The Samsung SCX-4200 sports the same boxy, grey aesthetic as Samsung's other printers. This multifunction laser printer sits 40.8cm wide, 36.3cm deep, and 23.1cm tall -- pretty compact for a laser multifunction. The scanner lid opens to reveal an A4-size flatbed scanner, and the lid's hinges lift to accommodate thick originals.

Paper handling is standard, though, unfortunately, it's not expandable. The input cassette holds up to 250 sheets of copy paper and can be configured to hold up to legal-size paper, though in this configuration, the cassette will jut out from the rear of the printer. A manual-feed slot with adjustable paper guides lets you hand-feed single sheets of paper. The main output slot has a fold-out flap to corral paper and can hold up to 50 sheets. In the rear of the printer is a door that allows for straight pass-through. To engage the straight pass-through mode, simply open the back door; if the door is closed, prints will automatically go to the main output slot. There's no autoduplex option on this printer, so double-sided printing is a manual operation.

The printer's control panel is spare, with only a handful of buttons: Menu; Left, Right, OK, and Back for navigating the menu; Copies for changing the number of copies; Stop/Clear; and Start. A two-line LCD lets you read the menu options, but it's not backlit, so it can be difficult to read under poor lighting conditions.

The front wall of the SCX-4200 folds down to reveal the toner/drum cartridge. The printer ships with a 1,000-page starter cartridge, but replacement cartridges can print an estimated 4,000 pages.The printer has a toner-save mode that reduces the amount of toner used on each print; you'll save money, but you'll also see reduced print quality.

Setting up the printer is an easy task. Simply use the included CD to install the software and drivers and connect the printer to your PC when instructed. The SCX-4200 comes equipped for a USB connection only, but Samsung sells an optional network adapter (or you can check out any number of print servers available from other vendors).

The features of the Samsung SCX-4200 make it best suited for basic business use. The lack of a fax machine is the only major drawback for this office-oriented printer. When making copies, you can make the usual changes, such as increasing the number of copies (up to 99), scaling (50 to 200 percent), altering the copy darkness, and indicating the type of original.

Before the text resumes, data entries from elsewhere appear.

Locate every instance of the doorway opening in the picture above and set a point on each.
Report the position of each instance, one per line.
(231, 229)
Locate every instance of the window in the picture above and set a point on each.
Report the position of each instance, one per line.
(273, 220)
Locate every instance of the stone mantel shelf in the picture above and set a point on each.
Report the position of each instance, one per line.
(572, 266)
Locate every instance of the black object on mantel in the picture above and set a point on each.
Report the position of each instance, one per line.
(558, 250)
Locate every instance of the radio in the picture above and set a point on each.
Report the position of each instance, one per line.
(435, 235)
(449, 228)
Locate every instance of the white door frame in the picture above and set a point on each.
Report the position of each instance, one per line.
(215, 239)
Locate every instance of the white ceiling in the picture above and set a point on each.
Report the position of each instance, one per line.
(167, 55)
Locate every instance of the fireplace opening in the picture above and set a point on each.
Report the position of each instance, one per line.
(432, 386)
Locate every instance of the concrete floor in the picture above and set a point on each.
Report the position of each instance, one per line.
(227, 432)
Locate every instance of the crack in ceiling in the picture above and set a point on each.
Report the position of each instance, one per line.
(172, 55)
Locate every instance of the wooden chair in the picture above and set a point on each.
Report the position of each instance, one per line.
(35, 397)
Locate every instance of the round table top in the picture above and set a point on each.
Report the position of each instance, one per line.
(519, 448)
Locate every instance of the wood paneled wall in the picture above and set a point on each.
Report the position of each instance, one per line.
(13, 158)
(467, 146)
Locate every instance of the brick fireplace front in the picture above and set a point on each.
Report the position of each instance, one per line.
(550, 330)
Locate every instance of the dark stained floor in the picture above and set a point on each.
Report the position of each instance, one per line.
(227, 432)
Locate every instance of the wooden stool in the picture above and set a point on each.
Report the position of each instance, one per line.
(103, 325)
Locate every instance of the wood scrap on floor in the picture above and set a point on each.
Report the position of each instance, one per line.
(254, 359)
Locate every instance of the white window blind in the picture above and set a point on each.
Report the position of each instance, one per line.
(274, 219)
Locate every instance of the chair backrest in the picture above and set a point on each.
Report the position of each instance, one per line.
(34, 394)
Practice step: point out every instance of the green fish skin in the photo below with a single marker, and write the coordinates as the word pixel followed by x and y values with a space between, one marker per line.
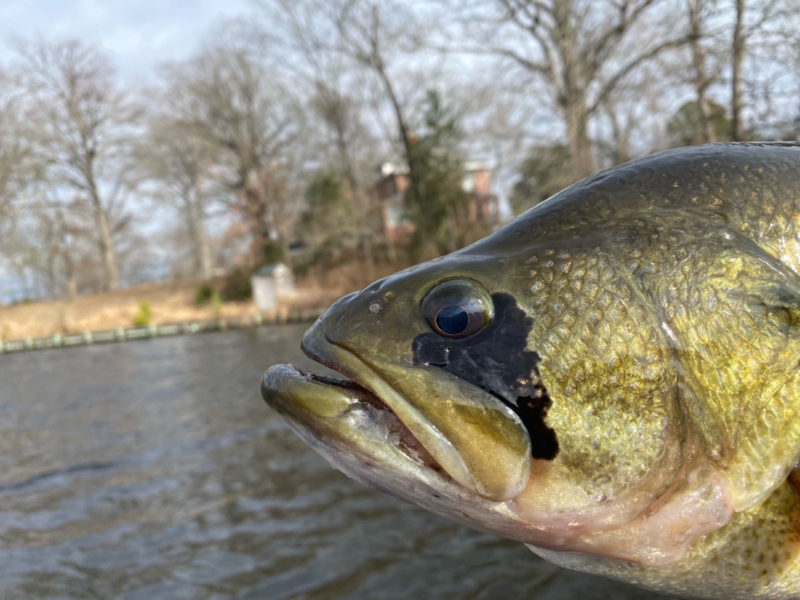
pixel 612 378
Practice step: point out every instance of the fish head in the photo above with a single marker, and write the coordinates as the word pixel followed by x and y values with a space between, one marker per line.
pixel 464 396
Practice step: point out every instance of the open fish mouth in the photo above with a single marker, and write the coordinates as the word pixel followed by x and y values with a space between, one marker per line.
pixel 339 412
pixel 437 419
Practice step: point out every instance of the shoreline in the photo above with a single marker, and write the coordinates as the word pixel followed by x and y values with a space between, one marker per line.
pixel 126 334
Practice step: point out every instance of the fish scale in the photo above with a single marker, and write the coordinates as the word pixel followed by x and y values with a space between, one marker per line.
pixel 648 319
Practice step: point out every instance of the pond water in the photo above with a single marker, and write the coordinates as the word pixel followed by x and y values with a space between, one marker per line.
pixel 154 470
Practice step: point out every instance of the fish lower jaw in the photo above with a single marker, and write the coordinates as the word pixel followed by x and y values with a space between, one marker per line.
pixel 658 536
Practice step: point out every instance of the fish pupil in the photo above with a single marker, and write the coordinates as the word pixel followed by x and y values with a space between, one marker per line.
pixel 452 320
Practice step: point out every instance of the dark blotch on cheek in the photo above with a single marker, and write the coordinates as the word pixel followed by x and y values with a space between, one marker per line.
pixel 496 360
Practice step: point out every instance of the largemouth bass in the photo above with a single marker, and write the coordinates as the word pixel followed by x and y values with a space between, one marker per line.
pixel 612 379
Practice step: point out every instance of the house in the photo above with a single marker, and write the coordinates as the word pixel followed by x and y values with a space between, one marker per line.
pixel 482 206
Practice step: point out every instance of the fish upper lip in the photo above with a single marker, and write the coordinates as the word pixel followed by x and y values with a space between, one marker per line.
pixel 320 348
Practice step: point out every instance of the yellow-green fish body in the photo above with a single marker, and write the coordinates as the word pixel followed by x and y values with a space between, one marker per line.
pixel 612 378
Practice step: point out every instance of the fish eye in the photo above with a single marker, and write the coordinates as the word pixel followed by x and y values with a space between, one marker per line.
pixel 457 308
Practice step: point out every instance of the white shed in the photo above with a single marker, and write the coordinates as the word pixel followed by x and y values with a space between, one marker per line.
pixel 271 282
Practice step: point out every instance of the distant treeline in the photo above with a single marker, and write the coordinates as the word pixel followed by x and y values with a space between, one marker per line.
pixel 272 132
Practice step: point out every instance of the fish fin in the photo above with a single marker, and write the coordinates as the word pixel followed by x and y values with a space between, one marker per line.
pixel 735 310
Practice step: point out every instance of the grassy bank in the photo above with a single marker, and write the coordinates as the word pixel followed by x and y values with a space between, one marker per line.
pixel 172 303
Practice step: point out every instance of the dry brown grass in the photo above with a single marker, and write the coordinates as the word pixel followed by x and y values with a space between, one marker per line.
pixel 172 303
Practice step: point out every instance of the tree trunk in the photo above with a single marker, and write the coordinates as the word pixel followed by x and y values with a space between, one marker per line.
pixel 206 264
pixel 580 149
pixel 573 89
pixel 108 255
pixel 196 227
pixel 739 42
pixel 701 79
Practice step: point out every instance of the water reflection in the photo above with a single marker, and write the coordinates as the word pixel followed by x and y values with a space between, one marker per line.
pixel 154 470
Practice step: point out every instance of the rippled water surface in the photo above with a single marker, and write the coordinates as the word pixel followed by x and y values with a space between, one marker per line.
pixel 154 470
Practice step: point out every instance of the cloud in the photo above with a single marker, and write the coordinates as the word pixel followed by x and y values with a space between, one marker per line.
pixel 139 34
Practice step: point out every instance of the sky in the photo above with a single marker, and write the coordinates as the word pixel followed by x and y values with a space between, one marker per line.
pixel 139 34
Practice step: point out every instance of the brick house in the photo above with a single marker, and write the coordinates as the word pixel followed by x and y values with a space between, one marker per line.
pixel 482 205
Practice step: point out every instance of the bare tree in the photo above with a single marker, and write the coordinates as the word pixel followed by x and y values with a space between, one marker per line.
pixel 84 123
pixel 177 165
pixel 581 51
pixel 698 11
pixel 760 27
pixel 229 98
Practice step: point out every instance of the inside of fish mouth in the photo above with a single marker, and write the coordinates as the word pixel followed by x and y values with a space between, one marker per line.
pixel 361 393
pixel 397 432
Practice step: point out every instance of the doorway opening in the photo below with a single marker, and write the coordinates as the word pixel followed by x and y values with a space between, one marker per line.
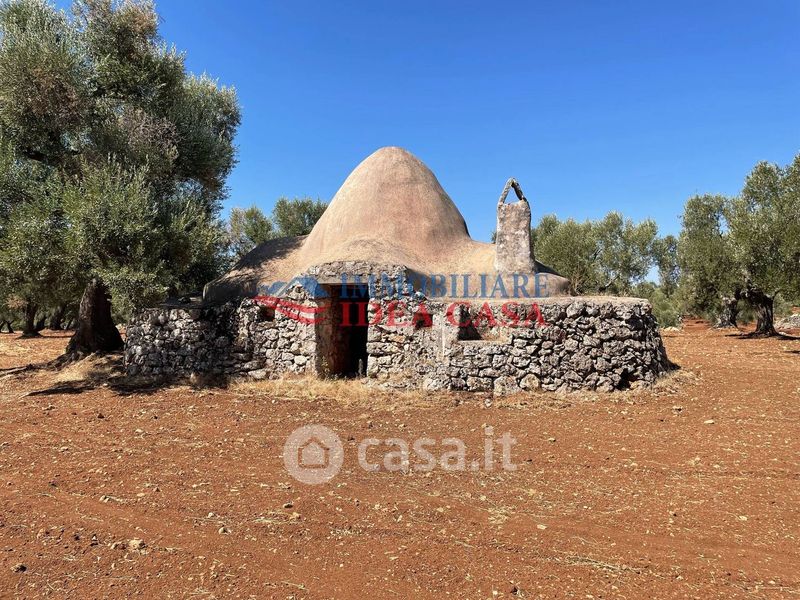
pixel 343 338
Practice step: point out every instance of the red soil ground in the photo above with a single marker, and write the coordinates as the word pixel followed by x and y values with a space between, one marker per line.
pixel 689 490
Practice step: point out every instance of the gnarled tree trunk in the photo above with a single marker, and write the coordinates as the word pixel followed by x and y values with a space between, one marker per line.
pixel 764 307
pixel 29 329
pixel 730 310
pixel 96 331
pixel 57 318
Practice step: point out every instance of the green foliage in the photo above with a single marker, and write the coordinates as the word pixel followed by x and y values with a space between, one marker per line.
pixel 45 81
pixel 297 216
pixel 607 256
pixel 763 222
pixel 247 228
pixel 706 256
pixel 665 252
pixel 34 257
pixel 140 149
pixel 666 307
pixel 571 249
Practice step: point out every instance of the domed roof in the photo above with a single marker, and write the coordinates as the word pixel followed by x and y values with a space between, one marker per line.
pixel 391 210
pixel 391 202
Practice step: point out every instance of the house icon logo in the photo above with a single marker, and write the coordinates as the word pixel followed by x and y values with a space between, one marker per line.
pixel 313 454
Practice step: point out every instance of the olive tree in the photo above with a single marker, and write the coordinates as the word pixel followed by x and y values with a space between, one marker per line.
pixel 98 102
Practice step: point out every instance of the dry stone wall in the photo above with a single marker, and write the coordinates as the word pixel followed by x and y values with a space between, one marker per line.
pixel 584 343
pixel 602 344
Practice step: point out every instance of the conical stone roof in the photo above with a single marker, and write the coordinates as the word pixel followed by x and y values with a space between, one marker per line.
pixel 391 210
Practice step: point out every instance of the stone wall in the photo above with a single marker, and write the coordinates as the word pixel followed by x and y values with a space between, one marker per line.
pixel 245 339
pixel 582 343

Using the Special Copy option, you can do a number of things. The Clone feature lets you make multiple copies of one image onto a single sheet of paper. According to the user manual, the number of times the image is repeated is determined by the size of the original and the size of the paper. We couldn't find any hard formula for predicting how many clones you will end up with, but Samsung says that theoretically, there is no maximum: the printer should produce as many copies of the image as will fit on the page. When we tried to clone a small 2x2-inch line drawing that looked as though it could be easily cloned six or more times, we got only two clones on the page. On the other hand, when we carefully drew an image that took up almost an entire quarter or an eighth of a sheet of letter-size paper, we were rewarded with four and eight clones, respectively. It's probably a matter of trial and error to get the results you're looking for.